The Conspiracy

Take Back the Seder

What’s the story of Exodus without a Lego demo? Boring, that’s what.

It’s a challenge to have anything feel new and exciting after a few times of doing it. In a conversation that usually arises within the context of prayer, those of us who perform religious ceremonies often bemoan the impossibility of connecting emotionally to that which so easily becomes rote and stale with repetition. The same discussion can be applied to the Passover sand its accompanying text, the haggadah.

We are told that at Passover we are meant to feel as if we ourselves were freed from slavery in Egypt. The haggadah, the text compiled almost 2,000 years ago, and read by us year after year, is supposed to touch us personally. In fact, the entire Seder, a ritual that we can do with our eyes shut by the time we are 20, is intended to move us each time we do it. And for those of us who hold two a year, that’s a lot of times.

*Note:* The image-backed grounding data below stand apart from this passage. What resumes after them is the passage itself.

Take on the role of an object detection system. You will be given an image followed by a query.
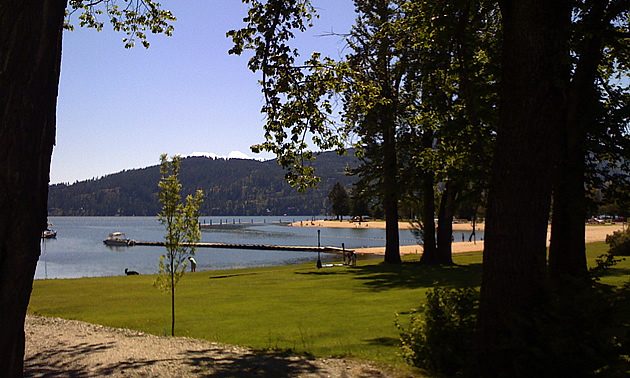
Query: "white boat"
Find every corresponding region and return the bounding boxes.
[103,232,134,247]
[42,227,57,239]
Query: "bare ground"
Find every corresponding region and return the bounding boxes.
[24,315,404,377]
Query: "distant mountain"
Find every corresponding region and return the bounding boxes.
[48,151,358,216]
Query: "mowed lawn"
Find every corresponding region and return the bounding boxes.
[27,242,630,367]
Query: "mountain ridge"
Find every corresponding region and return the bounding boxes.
[48,151,358,216]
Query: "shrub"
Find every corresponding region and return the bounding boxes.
[541,278,630,377]
[396,286,478,376]
[606,227,630,256]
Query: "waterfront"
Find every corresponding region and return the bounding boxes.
[37,216,431,279]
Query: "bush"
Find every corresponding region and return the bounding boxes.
[396,286,478,376]
[606,227,630,256]
[542,278,630,377]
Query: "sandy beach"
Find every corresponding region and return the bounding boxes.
[292,219,624,255]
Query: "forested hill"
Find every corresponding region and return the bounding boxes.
[48,151,358,216]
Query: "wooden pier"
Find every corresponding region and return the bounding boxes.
[133,241,349,253]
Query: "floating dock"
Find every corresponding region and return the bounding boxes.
[133,241,349,253]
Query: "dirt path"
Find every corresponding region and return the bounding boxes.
[24,315,398,377]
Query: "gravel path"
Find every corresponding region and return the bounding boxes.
[24,315,399,377]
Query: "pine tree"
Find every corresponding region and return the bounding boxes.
[328,182,350,220]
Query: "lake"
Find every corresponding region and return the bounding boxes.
[37,216,425,280]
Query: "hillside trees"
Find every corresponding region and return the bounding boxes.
[0,1,175,374]
[48,152,357,216]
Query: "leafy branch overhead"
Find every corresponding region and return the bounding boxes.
[65,0,176,48]
[228,0,346,192]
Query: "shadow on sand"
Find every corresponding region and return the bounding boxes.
[25,342,342,377]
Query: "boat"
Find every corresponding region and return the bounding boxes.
[42,226,57,239]
[103,232,135,247]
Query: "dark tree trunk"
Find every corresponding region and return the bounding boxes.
[419,129,437,261]
[423,180,457,265]
[419,170,437,261]
[0,0,66,375]
[376,0,400,265]
[549,3,605,279]
[476,0,571,376]
[383,118,401,264]
[435,181,457,265]
[549,110,588,278]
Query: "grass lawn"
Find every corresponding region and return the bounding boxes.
[27,242,630,369]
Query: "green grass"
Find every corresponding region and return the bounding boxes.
[27,243,630,370]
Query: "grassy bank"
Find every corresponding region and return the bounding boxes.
[27,242,629,369]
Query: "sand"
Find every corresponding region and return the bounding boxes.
[292,220,624,255]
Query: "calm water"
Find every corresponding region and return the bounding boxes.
[36,216,481,279]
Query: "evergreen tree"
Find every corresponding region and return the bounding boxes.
[327,182,350,220]
[349,186,370,220]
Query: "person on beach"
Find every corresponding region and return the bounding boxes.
[188,256,197,272]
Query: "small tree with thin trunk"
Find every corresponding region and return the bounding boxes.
[154,154,203,337]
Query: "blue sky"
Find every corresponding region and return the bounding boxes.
[52,0,355,184]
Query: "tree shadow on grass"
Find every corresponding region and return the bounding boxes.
[599,267,630,278]
[365,336,399,347]
[295,261,482,291]
[348,262,482,291]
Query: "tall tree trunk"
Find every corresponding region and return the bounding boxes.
[476,0,571,376]
[419,130,437,261]
[0,0,67,375]
[419,170,437,261]
[435,181,457,265]
[377,0,401,265]
[549,111,587,278]
[383,118,401,264]
[549,4,605,279]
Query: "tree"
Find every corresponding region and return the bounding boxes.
[229,0,501,265]
[349,185,370,220]
[0,1,174,374]
[549,0,630,279]
[154,154,203,337]
[476,0,572,375]
[229,0,414,264]
[327,182,350,220]
[398,0,499,265]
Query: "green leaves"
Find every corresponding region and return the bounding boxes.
[229,1,345,192]
[65,0,176,48]
[154,154,203,293]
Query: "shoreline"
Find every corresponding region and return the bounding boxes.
[291,220,624,255]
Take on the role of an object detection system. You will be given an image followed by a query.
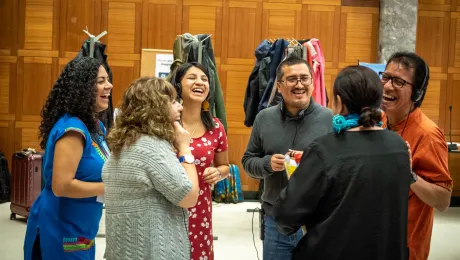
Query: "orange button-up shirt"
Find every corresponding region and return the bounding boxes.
[383,108,453,260]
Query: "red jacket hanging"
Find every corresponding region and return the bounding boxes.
[305,39,327,107]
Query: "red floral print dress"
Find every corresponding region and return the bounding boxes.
[188,118,228,260]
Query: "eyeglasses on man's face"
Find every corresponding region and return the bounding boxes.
[379,72,413,88]
[279,76,312,87]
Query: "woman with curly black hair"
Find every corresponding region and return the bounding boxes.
[23,56,113,260]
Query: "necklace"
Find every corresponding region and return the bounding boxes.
[187,122,199,143]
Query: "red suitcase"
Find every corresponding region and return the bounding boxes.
[10,149,43,220]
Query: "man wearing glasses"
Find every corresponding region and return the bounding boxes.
[380,52,452,260]
[242,55,332,260]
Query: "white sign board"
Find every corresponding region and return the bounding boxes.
[155,53,173,78]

In recent years, the haggadah has been approached from many angles, in part to address this very issue. Children’s author Francine Hermelin Levite created the Made it Myself Haggadah, a haggadah designed for children, with drawing prompts and questions, and, of course, stickers. The Wellsprings of Freedom Haggadah is less physically interactive, but encourages the reader to connect personally to the text through an “inner journey” inspired by the story of freedom. Most obviously personalized, though, is the haggadah made possible by Haggadot.com.

Following a universal trend toward self-publishing, and of course incorporating that Internet phenomenon of crowd-sourcing, Haggadot.com combines the two in a site that allows you to write up your own perspectives on the text, search for other perspectives from other users, and fuse them all into your very own, PDF, printable haggadah. No two haggadot from the site are alike, and all perspectives are given equal opportunity. Do you connect through a feminist approach? Throw some of that in there! Is Jewish history your Achilles’ heel? There’s plenty of that out there, too.

In a rare display of Jewish cohesiveness, all denominations of Judaism are welcome on Haggadot.com, and every individual can shape their haggadah to suit their interests. Now when you say you’re bored at the seder, you really have no excuse.